4 [page 98 of the report, the same page as the portion of Heriot’s remarks quoted above] I agree with Commissioner Gaziano that Title VI simply does not permit the Department of Education to proceed against schools on a disparate impact theory and that the Department’s regulation nonetheless adopting that theory, 34 CFR sec. 100.3, is therefore unauthorized by law.  It requires actual discrimination.  See Section 601 (Title VI) of the Civil Rights Act of 1964, 42 USC sec. 2000d (No person shall “on the ground of race, color, or national origin, be excluded from participation in, be denied the benefits of, or be subjected to discrimination under any program or activity receiving Federal financial assistance”).  See also Alexander v Sandoval, 532 US 275 (2001). I also agree with Commissioner Gaziano that the problem with disparate impact analysis is not simply that it goes beyond what Congress authorized in Title VI; it actually contradicts Title VI.  If one group receives more school discipline than another because (for whatever reason) its members violated more school rules than the other, race-conscious efforts to alter the “disparate impact” are usually themselves discriminatory.

Sadly, this phase, in addition to denying minority students access to their education, is also another example of the unconscious racism of the Left.

Union…Hubris

Neal Erickson, was convicted last spring of the repeated rape of a young boy from 2006-2009.  He was, at the time of his crime, a teacher at Rose City Middle School in Rose City, MI.

Erickson’s fellow teachers and his/their union, the Michigan Education Association, think that’s no big deal: they argued for leniency at the time of last spring’s sentencing, and now they’re looking for severance pay–$10,000—for Erickson.  Fellow teacher Sally Campbell wrote a letter to the presiding judge:

Neal made a mistake.  He allowed a mutual friendship to develop into much more.

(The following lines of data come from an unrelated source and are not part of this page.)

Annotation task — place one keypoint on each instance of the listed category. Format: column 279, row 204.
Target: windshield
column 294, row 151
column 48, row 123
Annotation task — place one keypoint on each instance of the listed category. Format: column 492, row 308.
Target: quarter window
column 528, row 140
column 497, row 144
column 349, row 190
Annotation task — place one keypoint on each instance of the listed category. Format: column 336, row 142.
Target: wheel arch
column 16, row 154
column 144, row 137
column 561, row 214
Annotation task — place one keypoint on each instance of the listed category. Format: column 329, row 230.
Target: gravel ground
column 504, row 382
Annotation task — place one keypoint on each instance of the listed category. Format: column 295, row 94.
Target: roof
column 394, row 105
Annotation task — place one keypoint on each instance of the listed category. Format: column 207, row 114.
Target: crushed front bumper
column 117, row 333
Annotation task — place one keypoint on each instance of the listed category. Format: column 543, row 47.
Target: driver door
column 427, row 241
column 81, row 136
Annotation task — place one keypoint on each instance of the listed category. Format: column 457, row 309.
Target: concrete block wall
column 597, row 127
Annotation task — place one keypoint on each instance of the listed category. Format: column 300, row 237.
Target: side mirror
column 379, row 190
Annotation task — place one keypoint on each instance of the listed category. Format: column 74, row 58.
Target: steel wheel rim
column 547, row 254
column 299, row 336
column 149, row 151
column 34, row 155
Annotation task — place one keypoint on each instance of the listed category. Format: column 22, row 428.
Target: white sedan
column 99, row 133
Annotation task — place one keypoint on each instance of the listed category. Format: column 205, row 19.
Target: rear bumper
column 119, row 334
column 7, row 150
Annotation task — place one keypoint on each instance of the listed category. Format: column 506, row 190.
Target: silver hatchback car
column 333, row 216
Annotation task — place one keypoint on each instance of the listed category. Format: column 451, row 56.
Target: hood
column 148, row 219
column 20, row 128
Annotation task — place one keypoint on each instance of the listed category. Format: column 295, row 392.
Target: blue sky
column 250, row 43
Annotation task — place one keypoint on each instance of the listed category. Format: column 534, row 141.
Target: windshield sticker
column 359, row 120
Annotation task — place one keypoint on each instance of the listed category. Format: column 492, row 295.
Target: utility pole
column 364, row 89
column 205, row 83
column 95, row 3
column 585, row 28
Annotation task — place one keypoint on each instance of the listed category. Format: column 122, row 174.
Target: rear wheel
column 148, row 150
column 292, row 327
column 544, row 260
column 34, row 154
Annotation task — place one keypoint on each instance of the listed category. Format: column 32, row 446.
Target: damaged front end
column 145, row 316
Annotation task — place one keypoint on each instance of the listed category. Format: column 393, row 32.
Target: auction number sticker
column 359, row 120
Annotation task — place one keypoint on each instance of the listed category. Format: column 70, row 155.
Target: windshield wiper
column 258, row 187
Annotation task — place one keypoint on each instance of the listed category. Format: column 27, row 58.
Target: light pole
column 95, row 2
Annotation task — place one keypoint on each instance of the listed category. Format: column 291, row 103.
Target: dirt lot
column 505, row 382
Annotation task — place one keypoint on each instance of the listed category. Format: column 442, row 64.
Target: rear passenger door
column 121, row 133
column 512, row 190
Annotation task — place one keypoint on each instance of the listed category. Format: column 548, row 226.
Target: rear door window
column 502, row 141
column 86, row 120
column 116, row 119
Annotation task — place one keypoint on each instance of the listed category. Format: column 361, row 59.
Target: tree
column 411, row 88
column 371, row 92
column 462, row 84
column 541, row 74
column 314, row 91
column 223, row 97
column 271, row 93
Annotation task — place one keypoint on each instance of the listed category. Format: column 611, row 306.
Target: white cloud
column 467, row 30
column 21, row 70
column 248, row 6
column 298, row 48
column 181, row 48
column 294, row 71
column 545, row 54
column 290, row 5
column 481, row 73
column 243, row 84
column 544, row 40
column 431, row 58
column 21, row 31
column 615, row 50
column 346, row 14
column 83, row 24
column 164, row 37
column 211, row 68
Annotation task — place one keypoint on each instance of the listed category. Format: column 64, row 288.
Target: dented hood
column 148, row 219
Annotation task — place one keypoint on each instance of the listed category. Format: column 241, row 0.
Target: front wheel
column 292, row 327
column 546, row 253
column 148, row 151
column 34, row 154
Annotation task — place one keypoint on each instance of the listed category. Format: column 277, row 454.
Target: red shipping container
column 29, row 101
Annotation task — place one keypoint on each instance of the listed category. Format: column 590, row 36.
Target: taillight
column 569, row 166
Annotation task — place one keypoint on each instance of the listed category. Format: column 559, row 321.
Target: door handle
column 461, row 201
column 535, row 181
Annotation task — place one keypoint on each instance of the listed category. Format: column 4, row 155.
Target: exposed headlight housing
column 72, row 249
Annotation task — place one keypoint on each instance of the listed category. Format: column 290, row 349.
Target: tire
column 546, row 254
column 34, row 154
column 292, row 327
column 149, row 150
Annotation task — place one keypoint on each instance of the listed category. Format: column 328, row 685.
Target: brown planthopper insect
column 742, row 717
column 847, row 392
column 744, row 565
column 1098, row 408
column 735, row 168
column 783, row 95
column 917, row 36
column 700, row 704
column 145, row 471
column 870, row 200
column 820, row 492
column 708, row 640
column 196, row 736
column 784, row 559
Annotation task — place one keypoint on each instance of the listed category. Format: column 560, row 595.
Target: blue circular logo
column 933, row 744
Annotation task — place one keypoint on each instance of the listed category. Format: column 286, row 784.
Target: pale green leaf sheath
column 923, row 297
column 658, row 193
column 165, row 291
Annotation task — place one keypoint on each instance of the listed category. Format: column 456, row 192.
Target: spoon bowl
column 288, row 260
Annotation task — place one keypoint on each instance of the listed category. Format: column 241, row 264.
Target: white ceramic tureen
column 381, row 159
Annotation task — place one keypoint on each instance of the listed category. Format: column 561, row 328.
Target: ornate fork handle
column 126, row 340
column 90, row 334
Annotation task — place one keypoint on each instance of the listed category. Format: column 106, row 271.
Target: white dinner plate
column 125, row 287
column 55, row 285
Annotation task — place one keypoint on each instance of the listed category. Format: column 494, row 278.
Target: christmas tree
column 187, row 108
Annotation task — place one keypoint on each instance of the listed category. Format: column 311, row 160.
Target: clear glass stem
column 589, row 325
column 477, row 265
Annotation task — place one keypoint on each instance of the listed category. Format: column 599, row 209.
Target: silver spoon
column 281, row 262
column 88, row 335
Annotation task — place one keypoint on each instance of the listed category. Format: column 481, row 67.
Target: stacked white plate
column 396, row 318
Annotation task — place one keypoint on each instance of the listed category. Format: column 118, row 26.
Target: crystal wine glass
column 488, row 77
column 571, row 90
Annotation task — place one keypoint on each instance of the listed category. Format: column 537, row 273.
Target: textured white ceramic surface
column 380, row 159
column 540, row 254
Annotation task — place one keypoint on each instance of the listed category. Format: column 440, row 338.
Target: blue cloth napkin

Much more.  Yeah.  For three years, Neal made his “mistake.”  Hey-ho, nothing serious though, nothing to see here, says the union.  Even the district’s school board condones Erickson’s behavior; that body has refused to take any action against the teachers who rallied to Erickson’s excusal—not even public condemnation of their behavior.

When it became clear that the other teachers in the school were actively supporting Erickson, downplaying his rape behavior, and that the school board was refusing to do anything on its own, parents started taking their children out of the school.  Enrollment is down some 87%.

West Branch-Rose City School Superintendent Daniel Cwayna is all wide-eyed innocence:

I can’t speculate as to why the students have left, but there were certainly parents who vocalized that they were pulling their children out of school because of the teacher’s support[.]